Il drammatico cambiamento dell’imperialismo statunitense sotto la presidenza di Donald Trump, sia nel suo mandato iniziale che ancor più in quello attuale, ha creato enorme confusione e costernazione nei centri di potere istituzionali. Questa improvvisa alterazione della politica estera statunitense si manifesta nell’abbandono sia dell’ordine internazionale liberale costruito sotto l’egemonia statunitense dopo la Seconda Guerra Mondiale, sia della strategia a lungo termine di allargamento della NATO e di guerra per procura con la Russia in Ucraina. L’imposizione di dazi doganali elevati e il mutamento delle priorità militari hanno messo gli Stati Uniti in conflitto persino con i loro alleati di lunga data, mentre la Nuova Guerra Fredda contro la Cina e il Sud del mondo si sta accelerando.
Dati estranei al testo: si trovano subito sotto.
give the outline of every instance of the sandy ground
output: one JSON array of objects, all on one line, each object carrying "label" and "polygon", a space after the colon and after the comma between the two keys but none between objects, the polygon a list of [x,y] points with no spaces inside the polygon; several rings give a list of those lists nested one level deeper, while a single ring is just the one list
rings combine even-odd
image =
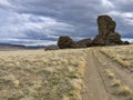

Il cambiamento nella proiezione di potere degli Stati Uniti è così radicale e la confusione che ne è derivata è così grande che persino alcune figure da tempo associate alla sinistra sono cadute nella trappola di considerare Trump un isolazionista, antimilitarista e antiimperialista. Per questo, il disamorato esponente della sinistra Christian Parenti ha sostenuto che Trump “non è un antiimperialista in senso lato. Piuttosto, è un istintivo isolazionista dell’America-First”, il cui obiettivo, “più di qualsiasi altro presidente recente”, è “smantellare l’impero globale informale americano” e promuovere una nuova politica estera “antimilitarista” “in opposizione all’impero”. (1)

Tuttavia, lungi dall’essere anti-imperialista, il cambiamento globale nelle relazioni esterne degli Stati Uniti sotto Trump è dovuto a un approccio ipernazionalista al potere mondiale, radicato in settori chiave della classe dirigente, in particolare nei monopolisti dell’alta tecnologia, così come nei sostenitori di Trump, in gran parte appartenenti alla classe medio-bassa.

Secondo questa prospettiva neofascista e revanscista, gli Stati Uniti sono in declino come potenza egemonica e minacciati da nemici potenti: il marxismo culturale e gli immigrati “invasori” dall’interno, la Cina e il Sud del mondo dall’esterno, mentre sono ostacolati da alleati deboli e dipendenti.

A partire dalla prima amministrazione Trump dopo le elezioni del 2016, il regime si è schierato a favore di una netta svolta a destra, sia a livello internazionale che nazionale.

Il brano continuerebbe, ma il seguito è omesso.